Rockwood Survey: Direction from Details

Results from a phone survey of Rockwood residents in June showed more people appear enlightened about financial issues in the district.

A phone survey of  residents in June shows some changes in the public's perceptions of the district's image and its financial outlook since the last survey in October.

"The data indicates there is a growing awareness of the district's financial challenges among Rockwood patrons," said Rod Wright, president of survey company UNICOM-ARC, at Thursday's meeting of the Rockwood board of education. "They value quality, but don't appear to be connecting the dots yet between the costs of that value."

School board directors commissioned the survey by the St. Louis-based market research company, which has worked with Rockwood for nearly 20 years. Rockwood communications coordinator Cathy Orta said the survey cost $19,750, contrary to a report by a major media source.

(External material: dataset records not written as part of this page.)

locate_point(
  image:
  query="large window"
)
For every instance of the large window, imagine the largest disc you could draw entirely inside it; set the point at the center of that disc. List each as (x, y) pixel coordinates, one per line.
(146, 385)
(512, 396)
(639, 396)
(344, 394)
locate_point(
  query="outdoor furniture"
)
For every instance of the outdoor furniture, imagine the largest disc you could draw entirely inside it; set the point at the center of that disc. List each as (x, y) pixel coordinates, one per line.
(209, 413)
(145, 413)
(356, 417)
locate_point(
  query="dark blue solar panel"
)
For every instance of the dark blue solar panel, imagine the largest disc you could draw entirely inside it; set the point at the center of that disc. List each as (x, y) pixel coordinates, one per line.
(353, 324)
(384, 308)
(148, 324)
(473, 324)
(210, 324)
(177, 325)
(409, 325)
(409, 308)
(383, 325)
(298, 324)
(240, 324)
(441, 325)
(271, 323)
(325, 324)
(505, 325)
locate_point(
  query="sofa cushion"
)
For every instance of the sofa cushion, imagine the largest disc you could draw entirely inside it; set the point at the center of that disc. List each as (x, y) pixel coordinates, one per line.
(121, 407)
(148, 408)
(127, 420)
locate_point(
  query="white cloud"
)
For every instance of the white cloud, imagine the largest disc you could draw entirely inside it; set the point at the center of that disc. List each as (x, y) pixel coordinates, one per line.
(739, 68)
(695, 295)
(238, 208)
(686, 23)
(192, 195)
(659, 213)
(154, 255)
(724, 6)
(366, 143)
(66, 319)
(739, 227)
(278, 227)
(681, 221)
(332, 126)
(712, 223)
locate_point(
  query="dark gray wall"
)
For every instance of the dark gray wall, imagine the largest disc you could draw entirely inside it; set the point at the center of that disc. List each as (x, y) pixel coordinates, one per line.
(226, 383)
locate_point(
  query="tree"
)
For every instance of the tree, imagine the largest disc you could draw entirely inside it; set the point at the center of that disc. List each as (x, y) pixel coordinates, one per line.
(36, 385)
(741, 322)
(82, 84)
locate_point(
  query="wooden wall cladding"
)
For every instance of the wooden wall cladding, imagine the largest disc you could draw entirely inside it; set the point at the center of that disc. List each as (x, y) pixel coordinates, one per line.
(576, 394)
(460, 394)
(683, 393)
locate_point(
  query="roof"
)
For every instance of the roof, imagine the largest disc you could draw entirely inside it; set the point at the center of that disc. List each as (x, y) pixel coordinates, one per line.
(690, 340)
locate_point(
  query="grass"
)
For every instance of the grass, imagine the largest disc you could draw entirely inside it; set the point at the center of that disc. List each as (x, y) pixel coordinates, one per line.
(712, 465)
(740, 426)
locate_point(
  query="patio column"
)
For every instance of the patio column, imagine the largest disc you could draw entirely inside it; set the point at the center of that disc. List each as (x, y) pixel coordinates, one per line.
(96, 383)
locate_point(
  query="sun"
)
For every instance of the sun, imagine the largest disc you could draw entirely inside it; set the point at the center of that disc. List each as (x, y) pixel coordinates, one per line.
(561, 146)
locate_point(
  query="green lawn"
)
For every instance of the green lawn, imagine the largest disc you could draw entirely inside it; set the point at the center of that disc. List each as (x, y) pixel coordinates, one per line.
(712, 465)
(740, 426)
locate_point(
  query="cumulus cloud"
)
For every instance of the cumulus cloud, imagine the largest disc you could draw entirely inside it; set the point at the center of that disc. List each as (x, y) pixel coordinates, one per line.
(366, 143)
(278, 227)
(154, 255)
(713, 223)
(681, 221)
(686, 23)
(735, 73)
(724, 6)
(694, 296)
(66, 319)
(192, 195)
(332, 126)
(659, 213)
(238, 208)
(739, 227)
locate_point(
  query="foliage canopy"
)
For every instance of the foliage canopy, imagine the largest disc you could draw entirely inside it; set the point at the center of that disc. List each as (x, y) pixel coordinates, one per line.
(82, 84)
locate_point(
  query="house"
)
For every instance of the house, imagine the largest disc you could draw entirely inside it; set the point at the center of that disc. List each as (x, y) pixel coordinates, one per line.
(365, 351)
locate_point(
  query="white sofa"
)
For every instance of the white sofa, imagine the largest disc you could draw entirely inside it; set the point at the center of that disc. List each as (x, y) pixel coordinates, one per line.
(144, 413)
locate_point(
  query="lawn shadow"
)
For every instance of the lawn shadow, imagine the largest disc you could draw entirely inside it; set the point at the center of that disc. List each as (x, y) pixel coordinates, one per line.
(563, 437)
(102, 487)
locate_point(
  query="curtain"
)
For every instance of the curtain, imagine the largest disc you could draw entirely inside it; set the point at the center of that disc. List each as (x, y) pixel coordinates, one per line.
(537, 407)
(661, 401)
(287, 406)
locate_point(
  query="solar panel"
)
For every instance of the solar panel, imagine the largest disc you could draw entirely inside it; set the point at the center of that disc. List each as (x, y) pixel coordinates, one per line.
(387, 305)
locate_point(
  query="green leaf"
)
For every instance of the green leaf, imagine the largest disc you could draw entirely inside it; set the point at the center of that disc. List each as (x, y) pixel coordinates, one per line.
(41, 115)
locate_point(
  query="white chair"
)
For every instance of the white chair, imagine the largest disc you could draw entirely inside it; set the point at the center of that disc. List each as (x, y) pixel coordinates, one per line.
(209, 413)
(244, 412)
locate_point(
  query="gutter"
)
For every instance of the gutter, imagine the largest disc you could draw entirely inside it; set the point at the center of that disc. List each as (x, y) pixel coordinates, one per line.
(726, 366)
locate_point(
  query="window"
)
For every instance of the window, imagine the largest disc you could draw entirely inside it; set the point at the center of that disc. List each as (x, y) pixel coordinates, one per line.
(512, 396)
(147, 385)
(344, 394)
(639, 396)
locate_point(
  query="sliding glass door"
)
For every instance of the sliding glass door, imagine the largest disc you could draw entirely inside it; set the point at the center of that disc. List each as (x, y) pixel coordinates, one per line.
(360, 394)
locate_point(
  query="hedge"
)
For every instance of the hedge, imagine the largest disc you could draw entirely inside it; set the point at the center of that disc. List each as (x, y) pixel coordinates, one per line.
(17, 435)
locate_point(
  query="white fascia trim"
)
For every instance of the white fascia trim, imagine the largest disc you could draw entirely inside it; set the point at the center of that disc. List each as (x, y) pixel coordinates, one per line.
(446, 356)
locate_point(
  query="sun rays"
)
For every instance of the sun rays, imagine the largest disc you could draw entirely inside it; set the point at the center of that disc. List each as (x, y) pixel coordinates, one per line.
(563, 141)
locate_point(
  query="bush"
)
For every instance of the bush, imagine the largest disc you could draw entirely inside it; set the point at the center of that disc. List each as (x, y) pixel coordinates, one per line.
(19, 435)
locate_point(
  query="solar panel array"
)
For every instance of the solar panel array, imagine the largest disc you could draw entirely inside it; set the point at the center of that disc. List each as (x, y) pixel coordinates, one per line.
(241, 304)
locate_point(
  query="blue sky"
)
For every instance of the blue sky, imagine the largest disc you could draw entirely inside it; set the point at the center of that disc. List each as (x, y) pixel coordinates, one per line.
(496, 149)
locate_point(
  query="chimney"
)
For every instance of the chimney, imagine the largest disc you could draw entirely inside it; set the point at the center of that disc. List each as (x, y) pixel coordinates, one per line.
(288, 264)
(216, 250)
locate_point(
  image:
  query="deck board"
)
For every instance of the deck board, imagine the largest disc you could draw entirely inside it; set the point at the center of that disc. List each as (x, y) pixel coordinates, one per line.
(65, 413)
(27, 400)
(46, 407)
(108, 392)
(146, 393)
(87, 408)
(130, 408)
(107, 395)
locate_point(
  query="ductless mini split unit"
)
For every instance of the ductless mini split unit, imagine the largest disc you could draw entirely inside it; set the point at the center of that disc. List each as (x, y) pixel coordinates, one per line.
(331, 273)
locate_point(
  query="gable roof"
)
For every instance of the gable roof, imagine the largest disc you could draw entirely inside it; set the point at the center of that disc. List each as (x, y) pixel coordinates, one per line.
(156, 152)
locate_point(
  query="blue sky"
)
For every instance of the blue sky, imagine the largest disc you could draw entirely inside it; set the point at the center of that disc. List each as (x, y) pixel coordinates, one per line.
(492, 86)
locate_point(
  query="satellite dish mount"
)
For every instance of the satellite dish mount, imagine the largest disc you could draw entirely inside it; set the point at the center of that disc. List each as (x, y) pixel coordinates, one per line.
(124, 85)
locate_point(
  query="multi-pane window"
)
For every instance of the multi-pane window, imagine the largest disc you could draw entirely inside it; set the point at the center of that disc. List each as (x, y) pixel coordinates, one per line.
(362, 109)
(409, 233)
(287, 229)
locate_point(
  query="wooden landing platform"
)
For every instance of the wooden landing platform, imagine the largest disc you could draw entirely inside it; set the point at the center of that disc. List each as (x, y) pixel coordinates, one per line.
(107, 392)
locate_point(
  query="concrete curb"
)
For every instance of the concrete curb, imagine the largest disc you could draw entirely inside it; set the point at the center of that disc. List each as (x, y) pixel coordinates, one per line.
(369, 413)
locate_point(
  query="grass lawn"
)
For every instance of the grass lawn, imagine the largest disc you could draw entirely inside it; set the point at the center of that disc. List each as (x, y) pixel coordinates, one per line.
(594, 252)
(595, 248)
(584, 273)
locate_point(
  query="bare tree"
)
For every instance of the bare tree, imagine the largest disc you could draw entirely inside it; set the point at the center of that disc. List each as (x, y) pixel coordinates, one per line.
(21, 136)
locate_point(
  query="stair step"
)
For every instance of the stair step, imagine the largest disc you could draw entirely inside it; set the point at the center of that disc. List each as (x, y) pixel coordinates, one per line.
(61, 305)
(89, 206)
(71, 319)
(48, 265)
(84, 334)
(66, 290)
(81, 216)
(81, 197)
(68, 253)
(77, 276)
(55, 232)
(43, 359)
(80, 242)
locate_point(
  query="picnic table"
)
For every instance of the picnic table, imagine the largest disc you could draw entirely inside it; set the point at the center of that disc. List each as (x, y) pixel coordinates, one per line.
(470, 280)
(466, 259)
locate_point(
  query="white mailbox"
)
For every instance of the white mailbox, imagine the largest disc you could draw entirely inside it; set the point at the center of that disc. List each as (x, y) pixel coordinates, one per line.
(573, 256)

UNICOM director of research Sharon Gotter presented findings to the school board and about 50 attendees reflecting the following areas:

  1. Perceptions of the district
  2. Perceptions of public issues
  3. Potential referendum
  4. Comparison to neighboring districts
  5. Awareness of district conditions
  6. District priorities
  7. Statements about a tax increase referendum

The results were based on 500 phone interviews, with a 4 percent margin of error. Gotter said 710 web-based surveys had been completed this month, but could not be counted as scientifically valid because the results are from people who chose to respond and may not be demographically diversified, rather than a random sample of the school district's population. The cost of the survey included questionnaire development, telephone interviews, analysis and the web-based survey.

Survey Highlights:

  • While 51 percent of this year's respondents said the quality of the district has stayed the same in the last five years, a year ago 46 percent said it had stayed the same. Last month, a total of 9.6 percent indicated the quality had gotten worse, compared to 6.4 percent indicating it was worse in the 2010 survey.
  • Gotter said respondents' year-to-year impressions of public issues, such as the district's effect on property values, had not changed drastically.
  • Regarding a potential tax increase referendum, a total of 42.9 percent favored it; 51.5 percent did not.
  • While Rockwood's school board directors have not determined an amount of a proposed tax increase to place on a November ballot, a hypothetical 65-cent increase was used in the survey. Gotter said in her experience, the tax increase number used in surveys does not significantly affect survey responses.
  • This year's respondents indicated the condition of Rockwood's buildings and facilities, as well as students' academic performance and quality of teaching staff, were higher (better) than neighboring districts. But a significant percentage of respondents did not know how to compare its per-pupil expenditure and quality of financial management.
  • The percentage of respondents who said Rockwood needs more money to maintain its staffing and curriculum jumped from 15 percent a year ago to 24 percent now, Gotter said.
  • "Respondents clearly see that Rockwood has made recent cuts to try to balance the budget," she said, citing a jump of 10 percentage points in awareness on that particular question, from 7 percent a year ago to 17 percent last month.
  • She said providing updated technology has become a top priority among Rockwood respondents for the first time in recent years of surveys.
  • Two other priorities also showed a significant increase:  continuing classes with lower enrollments (12 percentage points increase from 51 percent of respondents to 63 percent of respondents) and continuing to provide transportation for students within 3.5 miles of their school (8 percentage points increase from 50 percent of respondents to 58 percent of respondents).

One statement on the survey showed a substantial drop: "Rockwood School District has always prided itself on being a world-class school district. We need to do whatever it takes to maintain this high standard for our school district." Gotter said 81 percent of survey participants agreed with that statement a year ago. In June, that dropped to 70 percent.